The government’s request comes as the country enters the final stages of a three-year process to reorganise its debt amid allegations by the US Department of Justice that a series of maritime projects the loans funded were used to pay bribes.
Tuesday 03, September 2019
Mozambique wants a UK court to order Swiss lender Credit Suisse Group, shipbuilder Privinvest and others to share responsibility for repaying a $727 million eurobond the government is restructuring, reported Bloomberg.
The Southern African country wants approval from investors to switch the eurobonds due in 2023 into $900 million of notes maturing from 2028 to 2031 and the government told investors that it seeks indemnity against any liabilities arising from the existing bonds, the costs of servicing the debt and expenses related to the new issuance.
In the memorandum sent to bondholders, the government is claiming indemnification and contribution for any liability it may have to the holders of the existing notes and full cost of debt service and associated costs relating to the new bonds to be issued in the current debt-restructuring process.

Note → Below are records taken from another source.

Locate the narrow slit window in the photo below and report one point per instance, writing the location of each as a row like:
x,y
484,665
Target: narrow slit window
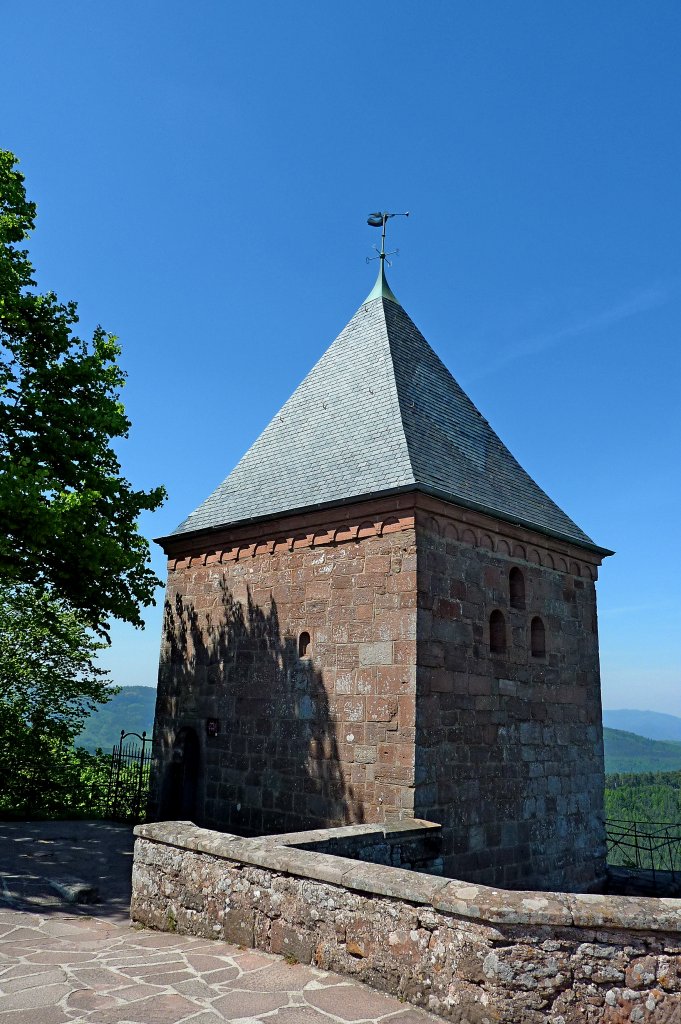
x,y
516,583
497,633
538,638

Additionally, the natural gas-rich nation asked the court nullify a government guarantee on a related $622 million loan arranged by Credit Suisse for state-owned ProIndicus. It’s also assessing whether it has any rights or obligations regarding a $535-million loan to Mozambique Asset Management in light of criminal proceedings locally and in the US related to the three debts.

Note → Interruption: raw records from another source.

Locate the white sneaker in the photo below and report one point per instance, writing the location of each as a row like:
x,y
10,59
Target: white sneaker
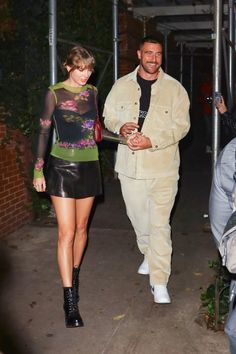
x,y
144,267
161,295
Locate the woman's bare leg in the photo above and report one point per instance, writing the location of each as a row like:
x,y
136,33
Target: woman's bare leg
x,y
65,209
83,209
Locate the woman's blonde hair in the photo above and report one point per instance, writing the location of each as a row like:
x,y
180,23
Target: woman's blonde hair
x,y
80,58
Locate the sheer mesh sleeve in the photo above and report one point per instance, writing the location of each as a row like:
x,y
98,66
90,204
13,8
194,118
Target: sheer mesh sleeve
x,y
45,124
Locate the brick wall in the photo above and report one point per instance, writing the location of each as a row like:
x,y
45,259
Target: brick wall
x,y
15,158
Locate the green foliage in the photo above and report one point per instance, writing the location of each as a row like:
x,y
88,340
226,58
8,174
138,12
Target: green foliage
x,y
216,297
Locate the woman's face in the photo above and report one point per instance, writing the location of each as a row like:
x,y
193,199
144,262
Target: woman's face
x,y
79,77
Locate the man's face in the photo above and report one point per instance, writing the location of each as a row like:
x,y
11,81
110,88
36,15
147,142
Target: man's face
x,y
150,56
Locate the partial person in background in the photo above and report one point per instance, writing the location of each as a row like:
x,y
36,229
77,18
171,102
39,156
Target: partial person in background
x,y
228,118
151,110
72,176
220,209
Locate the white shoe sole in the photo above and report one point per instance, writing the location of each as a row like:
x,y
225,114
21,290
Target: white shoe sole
x,y
163,299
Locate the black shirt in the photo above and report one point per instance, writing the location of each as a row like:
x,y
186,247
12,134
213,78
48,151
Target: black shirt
x,y
145,97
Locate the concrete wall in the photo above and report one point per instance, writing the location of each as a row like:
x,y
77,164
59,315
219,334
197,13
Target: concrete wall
x,y
15,159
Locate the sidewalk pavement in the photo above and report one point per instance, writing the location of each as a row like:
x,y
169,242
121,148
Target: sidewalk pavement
x,y
116,303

Mozambique’s case is that the government was deceived into restructuring $850 million of so-called loan-participation notes in 2016 into the existing eurobonds.
Questions have lingered as to whether Mozambique should pay the $2 billion of debts racked up through deals done during 2013 and 2014, the bulk of which were concealed from donors.

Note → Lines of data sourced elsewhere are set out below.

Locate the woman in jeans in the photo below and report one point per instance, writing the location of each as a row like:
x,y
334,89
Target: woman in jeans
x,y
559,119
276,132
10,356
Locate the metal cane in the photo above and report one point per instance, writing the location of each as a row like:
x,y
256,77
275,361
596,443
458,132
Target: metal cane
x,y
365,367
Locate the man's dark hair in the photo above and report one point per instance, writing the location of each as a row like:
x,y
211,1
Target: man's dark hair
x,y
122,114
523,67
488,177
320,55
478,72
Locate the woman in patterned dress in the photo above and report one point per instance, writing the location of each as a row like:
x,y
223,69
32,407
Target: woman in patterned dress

In a December indictment, the US Department of Justice alleged the maritime projects were nothing but a front to pay at least $200 million in bribes and kickbacks to corporate executives, bankers and government officials. Two former Credit Suisse managers involved in arranging the loans have already pleaded guilty in the case.
After one of the managers, Andrew Pearse, accused Privinvest CEO Iskandar Safa of being aware of bribery in the deals, Mozambique started separate civil proceedings against him in the UK High Court. Safa said Pearse’s allegations are unfounded and came after months of pressure from US prosecutors, reducing their credibility.